Two reasons, 1) the Smithsonian undervalued its brand, audience and services and 2) the growth of WiFi has lit a fire under the communications company. As wireless service reaches a critical saturation, the next communication medium (WiFi) is the newest frontier. How better to corner that market than to make kids think Verizon when they education, museums and WiFi services. Remember Apple's committment to education 20 years ago? It was a brilliant strategy for fostering a grass-roots user-base and brand recognition that is paying dividends today. Verizon has taken a page from their books. Great marketing it is, philanthropy it is not.

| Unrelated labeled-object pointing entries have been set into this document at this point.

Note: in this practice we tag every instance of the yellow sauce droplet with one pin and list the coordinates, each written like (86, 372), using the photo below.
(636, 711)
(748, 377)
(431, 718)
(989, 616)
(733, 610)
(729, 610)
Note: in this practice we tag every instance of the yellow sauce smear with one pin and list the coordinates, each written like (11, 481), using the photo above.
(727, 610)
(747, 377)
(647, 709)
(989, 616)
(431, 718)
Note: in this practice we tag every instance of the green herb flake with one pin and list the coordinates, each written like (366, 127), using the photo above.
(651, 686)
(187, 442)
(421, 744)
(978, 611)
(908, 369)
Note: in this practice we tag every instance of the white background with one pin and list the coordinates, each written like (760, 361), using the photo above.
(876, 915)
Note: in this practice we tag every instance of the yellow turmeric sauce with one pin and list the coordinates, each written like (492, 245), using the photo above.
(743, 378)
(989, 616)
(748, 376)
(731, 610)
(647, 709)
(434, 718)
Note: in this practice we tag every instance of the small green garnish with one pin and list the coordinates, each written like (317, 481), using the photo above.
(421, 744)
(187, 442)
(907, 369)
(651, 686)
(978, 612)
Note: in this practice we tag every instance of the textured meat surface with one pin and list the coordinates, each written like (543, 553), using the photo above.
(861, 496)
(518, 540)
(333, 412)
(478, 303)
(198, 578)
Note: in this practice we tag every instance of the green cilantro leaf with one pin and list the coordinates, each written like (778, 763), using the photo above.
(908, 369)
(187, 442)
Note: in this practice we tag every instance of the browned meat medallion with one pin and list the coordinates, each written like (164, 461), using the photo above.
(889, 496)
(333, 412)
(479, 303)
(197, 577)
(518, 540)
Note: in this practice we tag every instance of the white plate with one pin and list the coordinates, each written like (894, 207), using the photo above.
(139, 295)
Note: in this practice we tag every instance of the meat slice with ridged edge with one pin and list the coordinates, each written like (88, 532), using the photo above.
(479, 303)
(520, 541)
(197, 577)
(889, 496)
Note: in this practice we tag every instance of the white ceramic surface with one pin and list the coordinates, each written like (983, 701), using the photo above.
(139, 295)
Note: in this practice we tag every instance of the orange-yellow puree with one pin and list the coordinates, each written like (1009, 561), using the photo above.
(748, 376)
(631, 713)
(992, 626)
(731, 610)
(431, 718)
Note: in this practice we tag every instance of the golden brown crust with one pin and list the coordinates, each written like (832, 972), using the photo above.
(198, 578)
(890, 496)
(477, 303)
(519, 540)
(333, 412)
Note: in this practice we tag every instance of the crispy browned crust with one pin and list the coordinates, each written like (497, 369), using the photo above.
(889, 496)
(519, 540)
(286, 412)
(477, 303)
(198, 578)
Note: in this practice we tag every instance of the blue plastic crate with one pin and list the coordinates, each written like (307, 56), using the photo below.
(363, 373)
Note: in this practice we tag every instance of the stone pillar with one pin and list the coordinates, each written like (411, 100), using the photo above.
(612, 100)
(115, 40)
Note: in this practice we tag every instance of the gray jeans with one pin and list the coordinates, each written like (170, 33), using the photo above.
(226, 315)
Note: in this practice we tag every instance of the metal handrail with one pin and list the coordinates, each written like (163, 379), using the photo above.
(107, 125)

The Smithsonian should have known better; hopefully increased government oversight will.

2 comments:

Lost Wizard of the Gorn Empire said...

I would like to cite this article about a great mashup and a wireless network in mumbai as a really good example of how we are nowhere near our wireless saturation point yet. Our providers are nowhere near the point where they are offering what _can_ be offered wirelessly, and the ones hinting at it are talking triple digit subscriber fees by the end of the month!

In the US, telco regulation and big business collaboration/price fixing stifles innovation and competition in the emerging technology market. This creates an environment ripe for "helping" non-profits, in order to gain toeholds, or throw towers up in hard to saturate places.

I agree with you that Big V is doing this for its own reasons, rather than philanthropic ones. No corporation of any kind wants free wifi propagated in any widespread area of any major city in the US. Everyone wants to be making as much as they possibly can off subscriber dollars.

Look at New Orleans, and how it was set up to enable communication for a community in need, and then immediately disbanded as soon as there was enough infrastructure presence to justify making people pay for internet/phone service again.

Linking back to the purpose of your dialog, imagine what organizations not in the US (you have cited some good examples since I have started reading) are capable of, when they don't have to play to the tune of the corporate shops here.